White specs floated in a world of darkness pierced by white, jagged lines.
No beast cried in the distant recesses of the jungle, and no insects crooned with their incessant buzzing. Not even the softest passage of the breeze disturbed the ceaseless, timeless fall of white.
It was no wonder that Mach, the storm-aspected vanore, had ceased talking after a couple of days within that dark silence, deprived of his beloved wind. And after two days in that silent darkness, Nar could relate. Here, rather than a presence, the air was an absence, a nothing down which the bone dust fell and accumulated far below, in the depths of the Jungle of Silence.
Just as it had been in the Hungry Jungle, the sweltering Jungle of Silence proved a nightmare to navigate, with dead trunks and mushrooms merging and melding in haphazard joinings, forcing the apprentices to traverse the jungle through the heights. Besides that, the jungle floor was so inundated by bone dust, that one could be covered and smothered in their shimmering weightlessness if they fell down into that deceptive flooring.
At Nar’s side, Sej held a tiny mushroom, just a little pinhead growth she had ripped off the big bone fungi outcrop that dusted them from on high. As the mushrooms grew, they hardened, making them both impossible to harvest without damaging and, for that reason, useless. But in their infant form, just barely out of their primordium stage, as Sarke had explained it was called, the mushroom was still pliable enough to be harvested, and consumed…
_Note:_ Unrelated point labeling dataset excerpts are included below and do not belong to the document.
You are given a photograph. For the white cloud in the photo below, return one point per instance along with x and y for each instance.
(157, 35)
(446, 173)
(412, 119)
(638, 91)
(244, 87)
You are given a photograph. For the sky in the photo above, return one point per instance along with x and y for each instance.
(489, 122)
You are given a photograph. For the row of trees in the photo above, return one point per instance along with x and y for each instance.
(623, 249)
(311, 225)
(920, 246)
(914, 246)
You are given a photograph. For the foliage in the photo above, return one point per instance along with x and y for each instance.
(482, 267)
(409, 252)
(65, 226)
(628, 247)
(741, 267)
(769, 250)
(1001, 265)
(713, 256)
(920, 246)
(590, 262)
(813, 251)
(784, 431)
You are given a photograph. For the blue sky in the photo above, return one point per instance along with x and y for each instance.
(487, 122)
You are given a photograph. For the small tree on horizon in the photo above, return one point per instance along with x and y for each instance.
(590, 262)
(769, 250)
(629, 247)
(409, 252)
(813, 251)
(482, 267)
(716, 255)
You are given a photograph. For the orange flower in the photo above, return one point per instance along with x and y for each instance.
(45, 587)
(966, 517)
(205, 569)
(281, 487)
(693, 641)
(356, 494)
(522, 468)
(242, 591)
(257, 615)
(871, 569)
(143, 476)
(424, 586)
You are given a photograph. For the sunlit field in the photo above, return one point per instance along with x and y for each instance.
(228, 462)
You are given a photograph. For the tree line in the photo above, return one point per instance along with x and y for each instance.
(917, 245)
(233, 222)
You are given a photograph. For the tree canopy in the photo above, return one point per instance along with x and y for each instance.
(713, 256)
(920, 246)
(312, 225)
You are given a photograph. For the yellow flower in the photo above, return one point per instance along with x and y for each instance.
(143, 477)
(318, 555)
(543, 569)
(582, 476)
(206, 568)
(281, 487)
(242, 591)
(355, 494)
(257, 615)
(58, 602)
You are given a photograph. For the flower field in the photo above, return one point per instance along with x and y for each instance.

“I still can’t believe people take this. Hallucination by asphyxiation?" Nar whispered, in the lowest of tones, as he frowned at the bumpy growth on the wide calcified tree trunk at his side. “Why would anyone want that?”
Sej stifled her laughter behind her mask. Nar’s self-heal was more than capable of handling the bone dust, just as it had been against the Miasma, but everyone else had been forced back into their masks. Even wearing masks, the others still needed nightly cleanses from the healers, as the particles they saw, drifting down from the mushrooms’ underbellies, were actually agglomerates of much, much smaller particles, which their masks were incapable of fully filtering.
“You’d be surprised at the things people do for entertainment and escape,” the blue skinned guide replied, also whispering. “Life in the Nexus is not exactly what we dreamt it to be down in the cubeplants, you know? Everyone is looking for that sweet escape, no matter in what shape or form it comes.”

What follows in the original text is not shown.